Cerita Gojek yang Berikan Profit Besar Pada Indonesia | modera furniture

Blog & Artikel Modera

Cerita Gojek yang Berikan Profit Besar Pada Indonesia

<%= Judul %>
Kehadiran penyedia layanan transportasi daring, Gojek berdampak pada perekonomian nasional secara makro maupun mikro.

Riset Institusi Demografi Fakultas Ekonomi Bisnis Universitas Indonesia dengan topik Dampak Gojek terhadap Perekonomian Indonesia, yang dipublikasikan Kamis 22 Maret 2018, menampakkan, layanan besutan Nadiem Makarim ini berkontribusi Rp8,2 triliun per tahun untuk perekonomian nasional.

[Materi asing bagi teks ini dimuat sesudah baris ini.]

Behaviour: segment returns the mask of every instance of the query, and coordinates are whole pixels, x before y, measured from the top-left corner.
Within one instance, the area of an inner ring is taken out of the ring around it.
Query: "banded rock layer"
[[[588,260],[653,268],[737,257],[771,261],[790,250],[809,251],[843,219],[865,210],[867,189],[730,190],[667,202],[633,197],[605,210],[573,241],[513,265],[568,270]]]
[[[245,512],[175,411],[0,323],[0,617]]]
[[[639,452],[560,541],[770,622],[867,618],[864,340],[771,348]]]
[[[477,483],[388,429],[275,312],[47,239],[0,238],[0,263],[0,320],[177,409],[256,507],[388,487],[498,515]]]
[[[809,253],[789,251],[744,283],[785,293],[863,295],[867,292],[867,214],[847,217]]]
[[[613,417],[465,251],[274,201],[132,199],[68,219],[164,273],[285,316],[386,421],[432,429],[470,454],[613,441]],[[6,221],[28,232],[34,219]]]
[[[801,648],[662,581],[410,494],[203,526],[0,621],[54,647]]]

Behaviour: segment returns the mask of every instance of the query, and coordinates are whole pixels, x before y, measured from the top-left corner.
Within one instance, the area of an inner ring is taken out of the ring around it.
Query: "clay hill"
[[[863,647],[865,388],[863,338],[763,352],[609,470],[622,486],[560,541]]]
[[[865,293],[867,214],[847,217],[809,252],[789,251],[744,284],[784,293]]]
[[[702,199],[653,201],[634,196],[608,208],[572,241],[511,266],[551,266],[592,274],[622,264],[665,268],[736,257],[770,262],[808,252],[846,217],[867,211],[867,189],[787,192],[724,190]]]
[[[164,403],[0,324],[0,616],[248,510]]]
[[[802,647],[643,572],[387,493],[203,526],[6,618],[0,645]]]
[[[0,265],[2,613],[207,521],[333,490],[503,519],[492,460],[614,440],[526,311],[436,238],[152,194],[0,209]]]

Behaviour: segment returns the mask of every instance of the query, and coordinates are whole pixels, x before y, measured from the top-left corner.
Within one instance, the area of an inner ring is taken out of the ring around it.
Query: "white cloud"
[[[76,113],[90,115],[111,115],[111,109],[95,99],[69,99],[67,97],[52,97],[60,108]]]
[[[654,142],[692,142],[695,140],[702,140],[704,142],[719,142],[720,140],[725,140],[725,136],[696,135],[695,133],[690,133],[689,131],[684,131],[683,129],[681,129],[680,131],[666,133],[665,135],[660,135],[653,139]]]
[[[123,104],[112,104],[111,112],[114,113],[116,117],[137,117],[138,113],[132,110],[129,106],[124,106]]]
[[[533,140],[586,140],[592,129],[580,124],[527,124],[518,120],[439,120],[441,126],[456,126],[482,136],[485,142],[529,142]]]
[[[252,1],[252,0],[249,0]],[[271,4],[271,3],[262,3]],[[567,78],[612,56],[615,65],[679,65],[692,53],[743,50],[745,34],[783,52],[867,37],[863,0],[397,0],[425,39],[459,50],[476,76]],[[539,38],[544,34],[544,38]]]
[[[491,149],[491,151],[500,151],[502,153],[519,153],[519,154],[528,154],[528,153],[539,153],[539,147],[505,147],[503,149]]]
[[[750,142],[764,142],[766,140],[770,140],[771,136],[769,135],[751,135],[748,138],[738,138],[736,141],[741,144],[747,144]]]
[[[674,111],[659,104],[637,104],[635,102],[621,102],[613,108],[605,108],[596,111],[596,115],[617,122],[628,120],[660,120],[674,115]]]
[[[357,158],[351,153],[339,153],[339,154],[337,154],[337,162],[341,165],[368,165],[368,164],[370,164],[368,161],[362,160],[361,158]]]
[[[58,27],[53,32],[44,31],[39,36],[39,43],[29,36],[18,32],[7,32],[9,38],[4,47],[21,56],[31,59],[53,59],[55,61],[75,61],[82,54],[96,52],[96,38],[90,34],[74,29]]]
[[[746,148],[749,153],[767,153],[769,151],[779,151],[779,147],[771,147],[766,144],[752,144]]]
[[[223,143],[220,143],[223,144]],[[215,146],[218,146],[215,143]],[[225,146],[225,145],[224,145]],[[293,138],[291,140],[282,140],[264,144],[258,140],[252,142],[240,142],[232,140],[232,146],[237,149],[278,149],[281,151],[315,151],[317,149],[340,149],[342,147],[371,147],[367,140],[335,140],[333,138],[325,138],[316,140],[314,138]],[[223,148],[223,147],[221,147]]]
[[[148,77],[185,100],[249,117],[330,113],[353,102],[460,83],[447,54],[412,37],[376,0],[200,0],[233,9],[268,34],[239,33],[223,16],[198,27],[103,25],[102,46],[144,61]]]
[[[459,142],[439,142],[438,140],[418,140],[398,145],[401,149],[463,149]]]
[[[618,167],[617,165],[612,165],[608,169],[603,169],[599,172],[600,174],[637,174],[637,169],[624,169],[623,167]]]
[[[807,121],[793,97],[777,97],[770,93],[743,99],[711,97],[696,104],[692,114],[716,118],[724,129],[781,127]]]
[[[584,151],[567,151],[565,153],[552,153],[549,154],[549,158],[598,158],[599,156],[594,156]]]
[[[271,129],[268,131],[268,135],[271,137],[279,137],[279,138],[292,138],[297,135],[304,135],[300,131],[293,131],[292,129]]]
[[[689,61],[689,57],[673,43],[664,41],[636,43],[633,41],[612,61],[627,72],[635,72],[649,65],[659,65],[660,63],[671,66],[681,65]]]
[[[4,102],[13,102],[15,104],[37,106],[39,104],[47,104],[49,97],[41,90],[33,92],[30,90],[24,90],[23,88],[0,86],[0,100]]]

Kontribusi ini diciptakan dari penghasilan mitra pengemudi roda dua Gojek.

Kontribusi besar juga dibuktikan mitra Gofood. Riset menampakkan, penghasilan mitra UMKM ini diperkirakan memberi tambahan Rp1,7 triliun ke perekonomian nasional per tahun. Seandainya ditotal, kontribusi Gojek ke perekonomian nasional dari dua kelompok itu, ialah Rp9,9 triliun.

Meski 89 persen konsumen Gojek dalam riset mengaku eksistensi layanan transportasi daring itu berdampak positif bagi masyarakat secara lazim.

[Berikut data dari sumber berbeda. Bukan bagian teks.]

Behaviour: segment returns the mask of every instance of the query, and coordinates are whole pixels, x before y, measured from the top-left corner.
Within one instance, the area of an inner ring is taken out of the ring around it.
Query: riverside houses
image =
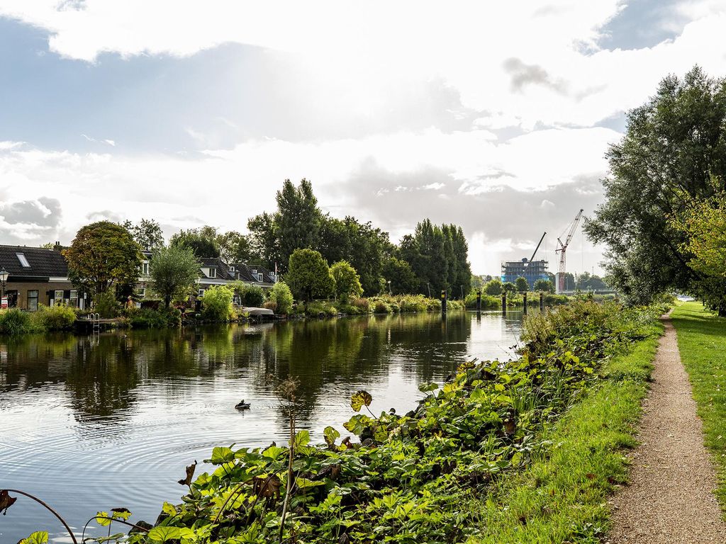
[[[8,308],[34,312],[38,305],[66,304],[83,309],[83,294],[68,281],[68,265],[60,246],[42,247],[0,245],[0,270],[8,273],[4,296]]]

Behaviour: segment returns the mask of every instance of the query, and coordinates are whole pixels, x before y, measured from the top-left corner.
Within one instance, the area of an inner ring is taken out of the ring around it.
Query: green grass
[[[609,527],[608,495],[627,478],[624,448],[636,444],[661,330],[605,366],[600,387],[545,432],[548,451],[502,482],[483,506],[470,505],[486,531],[472,543],[603,541]]]
[[[706,446],[718,471],[716,495],[726,511],[726,319],[685,302],[673,310],[681,360],[690,378]]]

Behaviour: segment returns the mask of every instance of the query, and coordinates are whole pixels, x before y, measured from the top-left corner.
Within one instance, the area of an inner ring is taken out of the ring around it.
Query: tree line
[[[132,294],[138,279],[140,252],[152,252],[152,275],[166,275],[154,281],[158,292],[167,286],[160,292],[166,306],[188,290],[205,257],[277,268],[290,276],[295,294],[306,300],[383,292],[438,297],[441,289],[457,297],[470,289],[468,247],[456,225],[439,226],[425,219],[396,245],[370,221],[323,213],[306,179],[297,186],[285,180],[277,205],[274,213],[248,221],[248,235],[205,226],[176,233],[168,246],[152,219],[87,225],[65,250],[69,273],[92,295],[106,294],[113,287],[115,296],[123,298]]]
[[[585,222],[608,283],[632,303],[694,295],[726,316],[726,80],[671,75],[606,154],[605,200]]]

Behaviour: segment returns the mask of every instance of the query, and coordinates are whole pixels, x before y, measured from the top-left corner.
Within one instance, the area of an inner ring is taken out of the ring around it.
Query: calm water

Seandainya Gojek stop beroperasi, 78 persen konsumen mengatakan pemberhentian itu akan berdampak buruk bagi masyarakat.

Riset juga menampakkan Gojek mengurangi tekanan pengangguran dengan memperluas kans kerja. Hal itu dibuktikan dengan statistik 77 persen mitra pengemudi berusia 20-39 tahun, 15 persen mitra pengemudi lulusan perguruan tinggi/sekolah tinggi, 83 persen mitra pengemudi punya tingkat pengajaran SMP-SMA sederajat dan 78 persen mitra pengemudi punya tanggungan. 

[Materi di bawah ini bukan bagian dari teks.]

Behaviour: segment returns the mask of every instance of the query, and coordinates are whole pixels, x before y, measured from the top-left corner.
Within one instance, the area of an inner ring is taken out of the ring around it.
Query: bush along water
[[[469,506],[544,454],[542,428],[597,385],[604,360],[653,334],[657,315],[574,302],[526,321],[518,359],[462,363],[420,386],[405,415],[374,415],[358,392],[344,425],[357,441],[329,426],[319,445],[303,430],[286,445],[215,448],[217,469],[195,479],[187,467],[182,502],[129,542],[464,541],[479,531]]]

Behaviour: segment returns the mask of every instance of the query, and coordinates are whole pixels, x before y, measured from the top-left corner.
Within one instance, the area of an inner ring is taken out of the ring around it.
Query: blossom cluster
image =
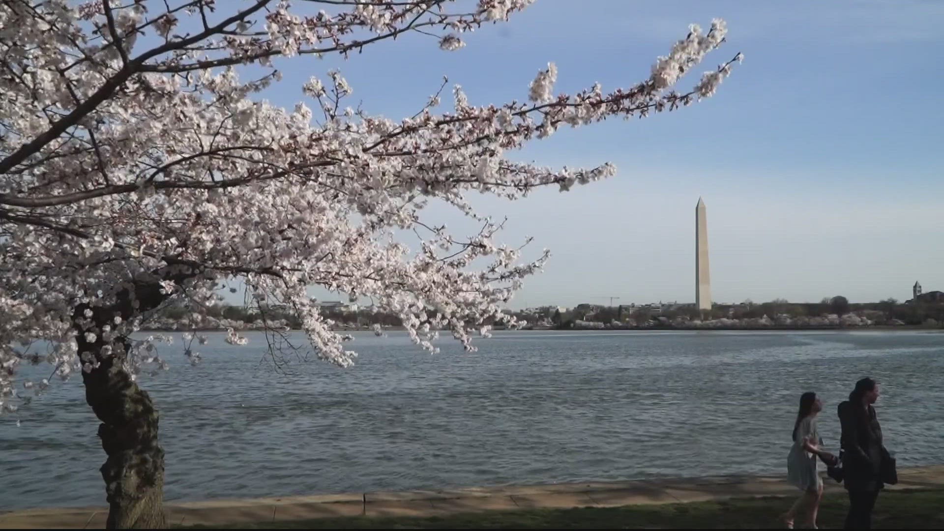
[[[130,334],[160,305],[215,303],[232,277],[255,300],[293,308],[318,355],[340,366],[356,354],[309,298],[312,285],[372,298],[424,349],[447,330],[473,350],[473,331],[507,319],[502,309],[549,255],[522,262],[467,197],[519,198],[613,176],[609,163],[550,168],[507,154],[564,125],[644,117],[712,95],[732,61],[687,92],[673,87],[724,42],[723,22],[705,34],[692,26],[629,88],[555,94],[562,73],[551,63],[522,87],[527,101],[473,106],[456,86],[451,111],[437,110],[437,94],[398,121],[351,110],[353,89],[339,71],[312,77],[308,99],[292,110],[258,97],[277,71],[240,75],[276,56],[346,56],[406,31],[441,31],[438,45],[457,50],[461,34],[531,3],[480,0],[455,13],[445,0],[333,3],[315,14],[275,0],[166,9],[3,3],[0,405],[14,406],[23,363],[49,362],[60,377],[109,356],[132,374],[165,368],[161,338]],[[427,220],[430,199],[480,219],[480,232],[462,238]],[[408,247],[402,231],[419,243]],[[24,347],[35,340],[48,351]],[[229,331],[227,341],[246,340]],[[193,337],[186,342],[197,363]]]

Riset ini dijalankan pada periode Oktober sampai Desember 2017 dan melibatkan lebih dari 7.500 responden dari pengemudi Gojek roda dua, mitra UMKM, serta konsumen di sembilan kawasan, ialah Bandung, Bali, Balikpapan, Jabodetabek, DIY Yogyakarta, Makassar, Medan, Palembang, dan Surabaya.